Géraldine Bertrand

Facilitatrice – Chargée de prospection


 

Autrefois entrepreneure dans la création textile, Géraldine est aujourd’hui chargée de prospection1 pour le Guichet d’Économie Locale – Dansaert. Ou, plus précisément, « chargée de mission- facilitateur », dans le cadre d’un projet financé par la Région. Elle rencontre les entrepreneurs bruxellois (indépendants, TPE et PME), afin d’écouter leurs besoins et de les réorienter vers différents services de soutien à l’entreprise. En 2022, le plan de relance régional2 l’incite à inscrire son accompagnement dans la « Shifting economy », qui émane de la SRTE, Stratégie Régionale de Transition Économique.
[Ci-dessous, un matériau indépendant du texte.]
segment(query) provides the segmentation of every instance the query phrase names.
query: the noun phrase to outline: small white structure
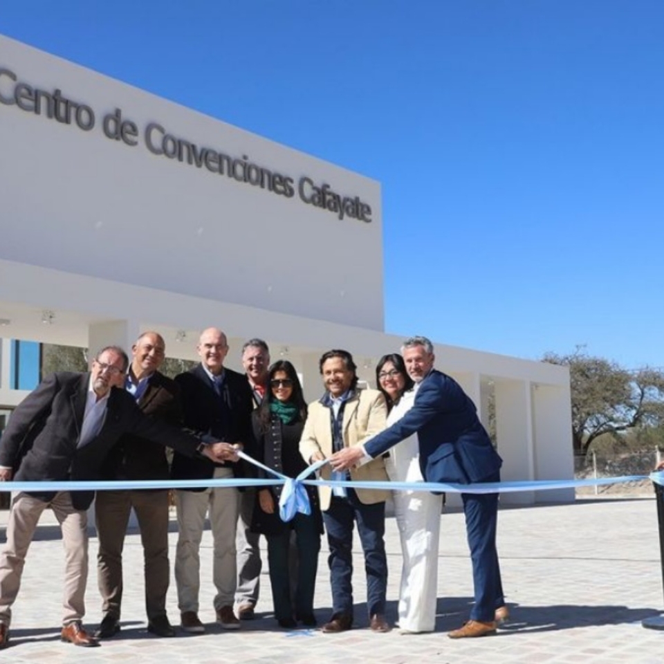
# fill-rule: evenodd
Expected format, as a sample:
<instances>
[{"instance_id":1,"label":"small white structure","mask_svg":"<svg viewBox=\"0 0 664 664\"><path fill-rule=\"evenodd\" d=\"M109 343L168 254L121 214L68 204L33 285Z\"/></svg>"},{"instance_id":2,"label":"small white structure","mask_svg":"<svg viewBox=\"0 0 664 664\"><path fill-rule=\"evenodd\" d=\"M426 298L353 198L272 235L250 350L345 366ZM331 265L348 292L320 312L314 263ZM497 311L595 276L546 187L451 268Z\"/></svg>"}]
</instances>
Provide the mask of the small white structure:
<instances>
[{"instance_id":1,"label":"small white structure","mask_svg":"<svg viewBox=\"0 0 664 664\"><path fill-rule=\"evenodd\" d=\"M1 36L0 145L3 337L129 348L155 329L169 356L196 359L214 325L229 366L262 338L309 399L326 350L350 351L371 384L398 350L383 331L378 183ZM9 389L9 347L0 407L25 395ZM485 418L494 393L504 479L573 476L565 368L442 344L436 357Z\"/></svg>"}]
</instances>

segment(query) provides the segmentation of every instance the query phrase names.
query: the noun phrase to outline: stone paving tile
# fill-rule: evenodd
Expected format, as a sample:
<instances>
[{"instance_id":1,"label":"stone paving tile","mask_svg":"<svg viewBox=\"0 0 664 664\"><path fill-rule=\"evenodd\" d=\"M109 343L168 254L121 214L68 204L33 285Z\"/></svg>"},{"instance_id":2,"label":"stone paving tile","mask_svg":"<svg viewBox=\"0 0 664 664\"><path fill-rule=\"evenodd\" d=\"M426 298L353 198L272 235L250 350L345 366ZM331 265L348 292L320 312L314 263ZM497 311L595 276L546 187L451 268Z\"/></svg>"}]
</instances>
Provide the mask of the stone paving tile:
<instances>
[{"instance_id":1,"label":"stone paving tile","mask_svg":"<svg viewBox=\"0 0 664 664\"><path fill-rule=\"evenodd\" d=\"M455 641L445 636L468 616L472 580L463 515L452 511L442 519L435 633L403 635L394 629L374 634L366 629L359 555L355 575L358 629L338 635L277 629L266 569L257 619L243 622L239 631L223 631L214 623L212 540L206 532L201 551L201 618L208 624L208 633L155 638L145 631L142 549L139 536L132 533L125 544L122 631L101 647L83 649L59 642L62 548L57 527L46 518L28 554L15 606L12 644L0 654L0 661L17 664L485 664L497 658L510 664L664 661L664 634L641 626L642 620L659 615L664 608L652 499L582 499L572 505L502 510L499 546L512 620L497 636L476 640ZM174 524L170 537L172 555ZM0 538L3 539L1 528ZM389 614L394 618L401 560L393 519L388 520L387 547ZM328 618L330 609L326 548L324 544L317 585L320 622ZM86 622L93 629L101 618L96 549L93 537ZM175 624L178 616L174 582L168 606Z\"/></svg>"}]
</instances>

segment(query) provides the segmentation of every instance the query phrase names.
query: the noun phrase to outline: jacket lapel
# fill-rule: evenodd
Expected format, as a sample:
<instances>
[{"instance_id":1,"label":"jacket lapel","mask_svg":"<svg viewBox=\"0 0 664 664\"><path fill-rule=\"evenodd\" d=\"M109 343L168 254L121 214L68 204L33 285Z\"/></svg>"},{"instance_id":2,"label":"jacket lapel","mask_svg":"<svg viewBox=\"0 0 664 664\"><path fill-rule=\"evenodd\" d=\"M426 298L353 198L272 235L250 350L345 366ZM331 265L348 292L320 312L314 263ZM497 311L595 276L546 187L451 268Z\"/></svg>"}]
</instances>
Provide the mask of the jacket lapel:
<instances>
[{"instance_id":1,"label":"jacket lapel","mask_svg":"<svg viewBox=\"0 0 664 664\"><path fill-rule=\"evenodd\" d=\"M74 423L79 438L81 436L81 427L83 425L83 417L85 415L85 400L88 396L88 385L90 385L90 374L82 374L77 383L72 386L69 400L73 413Z\"/></svg>"},{"instance_id":2,"label":"jacket lapel","mask_svg":"<svg viewBox=\"0 0 664 664\"><path fill-rule=\"evenodd\" d=\"M160 389L161 385L154 385L152 378L151 378L147 384L147 387L145 389L145 391L143 392L140 398L137 402L141 410L145 409L147 405L159 394Z\"/></svg>"},{"instance_id":3,"label":"jacket lapel","mask_svg":"<svg viewBox=\"0 0 664 664\"><path fill-rule=\"evenodd\" d=\"M355 396L351 399L349 399L346 403L344 405L344 439L348 440L346 436L346 433L348 431L348 427L350 426L351 422L353 421L353 419L355 416L356 411L358 409L358 407L360 405L360 395L358 392L356 392Z\"/></svg>"}]
</instances>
En binôme avec son collègue Xavier Van den Bossche, facilitateur transition et post-création , formé à l’Institut d’Éco-conseil de Namur, elle a travaillé sur tous les freins rencontrés lors de la crise sanitaire, afin d’adapter l’accompagnement aux enjeux actuels. C’est avec une boîte à outils réassortie, qu’elle nous explique cette approche nouvelle.

Quel est l’objectif principal de cet accompagnement ?
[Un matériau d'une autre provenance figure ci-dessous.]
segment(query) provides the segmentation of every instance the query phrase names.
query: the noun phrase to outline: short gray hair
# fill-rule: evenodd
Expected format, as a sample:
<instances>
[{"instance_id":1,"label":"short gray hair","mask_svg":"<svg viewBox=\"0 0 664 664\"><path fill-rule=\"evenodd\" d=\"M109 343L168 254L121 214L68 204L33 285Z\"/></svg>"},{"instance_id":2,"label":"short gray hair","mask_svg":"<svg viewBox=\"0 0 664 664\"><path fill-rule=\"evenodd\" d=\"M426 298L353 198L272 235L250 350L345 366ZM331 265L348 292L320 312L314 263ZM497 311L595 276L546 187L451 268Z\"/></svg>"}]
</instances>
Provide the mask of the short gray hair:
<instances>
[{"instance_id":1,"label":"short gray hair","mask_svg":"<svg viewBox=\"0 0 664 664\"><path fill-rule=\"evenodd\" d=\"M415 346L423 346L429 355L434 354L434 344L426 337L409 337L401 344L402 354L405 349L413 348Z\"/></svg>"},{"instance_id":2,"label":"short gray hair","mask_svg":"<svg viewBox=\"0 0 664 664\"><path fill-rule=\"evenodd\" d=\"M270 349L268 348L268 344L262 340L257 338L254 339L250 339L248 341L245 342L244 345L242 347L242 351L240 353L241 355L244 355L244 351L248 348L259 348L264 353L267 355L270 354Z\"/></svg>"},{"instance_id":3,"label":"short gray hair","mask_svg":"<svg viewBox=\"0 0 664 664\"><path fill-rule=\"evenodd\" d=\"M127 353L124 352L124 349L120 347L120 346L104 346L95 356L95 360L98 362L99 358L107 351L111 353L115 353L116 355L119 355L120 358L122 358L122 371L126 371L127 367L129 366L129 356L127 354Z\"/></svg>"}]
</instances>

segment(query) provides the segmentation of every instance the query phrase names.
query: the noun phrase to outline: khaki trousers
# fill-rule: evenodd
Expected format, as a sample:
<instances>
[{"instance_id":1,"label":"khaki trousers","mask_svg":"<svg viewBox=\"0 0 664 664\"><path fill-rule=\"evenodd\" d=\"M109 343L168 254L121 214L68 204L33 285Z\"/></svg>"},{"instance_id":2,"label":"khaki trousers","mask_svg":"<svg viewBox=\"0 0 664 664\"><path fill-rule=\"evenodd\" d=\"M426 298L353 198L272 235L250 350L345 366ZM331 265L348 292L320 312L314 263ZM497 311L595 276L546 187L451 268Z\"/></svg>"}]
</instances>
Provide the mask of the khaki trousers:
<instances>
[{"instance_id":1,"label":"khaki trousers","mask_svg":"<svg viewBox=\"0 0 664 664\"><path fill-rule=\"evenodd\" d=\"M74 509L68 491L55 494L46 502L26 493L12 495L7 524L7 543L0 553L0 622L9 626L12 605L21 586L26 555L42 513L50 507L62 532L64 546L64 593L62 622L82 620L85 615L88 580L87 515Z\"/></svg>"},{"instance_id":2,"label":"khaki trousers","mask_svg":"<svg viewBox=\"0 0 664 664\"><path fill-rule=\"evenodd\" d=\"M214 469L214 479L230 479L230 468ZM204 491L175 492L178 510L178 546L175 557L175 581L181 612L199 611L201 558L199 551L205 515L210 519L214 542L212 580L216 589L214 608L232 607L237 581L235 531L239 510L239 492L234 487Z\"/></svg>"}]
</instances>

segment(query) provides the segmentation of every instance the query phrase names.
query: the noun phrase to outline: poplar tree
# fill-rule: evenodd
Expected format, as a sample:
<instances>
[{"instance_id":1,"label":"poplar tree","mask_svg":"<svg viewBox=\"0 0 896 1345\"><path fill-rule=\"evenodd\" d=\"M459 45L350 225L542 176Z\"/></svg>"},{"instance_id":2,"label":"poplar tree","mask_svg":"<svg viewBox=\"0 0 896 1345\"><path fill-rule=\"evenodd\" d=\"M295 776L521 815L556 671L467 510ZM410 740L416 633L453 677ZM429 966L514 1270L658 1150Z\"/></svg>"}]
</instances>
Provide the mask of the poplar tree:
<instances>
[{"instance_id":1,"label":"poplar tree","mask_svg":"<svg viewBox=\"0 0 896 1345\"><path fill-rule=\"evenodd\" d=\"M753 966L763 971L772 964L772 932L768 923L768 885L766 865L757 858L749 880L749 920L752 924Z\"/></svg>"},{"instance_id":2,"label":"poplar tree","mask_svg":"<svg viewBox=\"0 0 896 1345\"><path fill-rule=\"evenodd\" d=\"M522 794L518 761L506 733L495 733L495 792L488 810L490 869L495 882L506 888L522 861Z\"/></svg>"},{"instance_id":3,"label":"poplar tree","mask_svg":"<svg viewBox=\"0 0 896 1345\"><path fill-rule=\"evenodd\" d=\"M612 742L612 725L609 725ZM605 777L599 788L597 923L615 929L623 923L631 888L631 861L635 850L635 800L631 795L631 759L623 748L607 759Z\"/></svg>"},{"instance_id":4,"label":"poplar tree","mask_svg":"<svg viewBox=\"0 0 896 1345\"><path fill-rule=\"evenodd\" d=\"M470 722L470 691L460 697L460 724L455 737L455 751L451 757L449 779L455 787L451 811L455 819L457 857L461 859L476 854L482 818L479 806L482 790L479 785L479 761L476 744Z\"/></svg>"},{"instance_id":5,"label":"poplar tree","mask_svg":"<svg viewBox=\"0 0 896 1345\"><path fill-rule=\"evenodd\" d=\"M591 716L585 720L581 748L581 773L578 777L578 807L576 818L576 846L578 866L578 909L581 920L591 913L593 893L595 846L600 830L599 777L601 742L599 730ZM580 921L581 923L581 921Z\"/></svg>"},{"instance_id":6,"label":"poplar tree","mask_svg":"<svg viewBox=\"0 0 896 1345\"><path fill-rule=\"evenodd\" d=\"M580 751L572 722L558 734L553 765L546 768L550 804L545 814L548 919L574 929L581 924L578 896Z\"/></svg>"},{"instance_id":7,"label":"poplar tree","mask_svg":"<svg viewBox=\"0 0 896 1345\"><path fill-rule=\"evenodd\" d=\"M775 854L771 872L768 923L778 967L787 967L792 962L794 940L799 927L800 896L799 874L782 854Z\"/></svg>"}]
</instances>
L’idée est que nous puissions vraiment travailler avec l’indépendant sur sa résilience, face à l’avenir. La résilience désigne la capacité d’une personne ou d’un système à retrouver l’équilibre après un choc. Travailler sur sa résilience permet à l’entrepreneur de devenir plus fort face aux différents chocs.

Qu’est-ce qui le différencie de l’accompagnement précédent ?

Habituellement, quand on accompagne un porteur de projet, on réfléchit à un parcours du point A pour l’amener à un point B. De façon linéaire, comment l’emmener vers son ambition professionnelle ? En économie circulaire, on essaie de l’amener à ne plus créer trop de déchets, à diminuer l’impact environnemental de son projet. L’accompagnement à la transition va beaucoup plus loin car on doit articuler 3 pôles : économiquement prospère, socialement inclusif et écologiquement durable.

Comment faire pour associer ces trois pôles ?

Comme on est dans un GEL, on part de l’économique : comment réduire les coûts à certains endroits, pour les réinvestir, sur le plan écologique ou social. Par exemple, une nouvelle réglementation se prépare, qui impose le tri des déchets organiques dans les commerces Horeca. On invite l’entrepreneur à réfléchir de manière systémique, c’est-à-dire à envisager une logique de filière pour résoudre un problème spécifique.

Aurais-tu un exemple concret ?

Dans certains quartiers, la mobilité peut devenir problématique. C’est le cas du quartier Lemonnier-Stalingrad, où les travaux sur une nouvelle ligne de métro entravent fortement la circulation. En mai 2020, l’association de commerçants Stalem, soutenue par la Ville de Bruxelles et Groupe One, a lancé un projet-pilote, qui consiste à mutualiser les commandes par secteur d’activité, tout en gérant collectivement les déchets. Les commerçants d’un même secteur regroupent leurs commandes, tandis que leurs déchets sont récupérés à vélo pour être ensuite triés et revalorisés. Le concept permet à la fois de réduire et recycler les déchets, d’améliorer la mobilité (pôle écologique), de réduire le coût des commandes (pôle économique) et de créer un réseau de solidarité entre commerçants, au sein d’un même secteur (pôle social).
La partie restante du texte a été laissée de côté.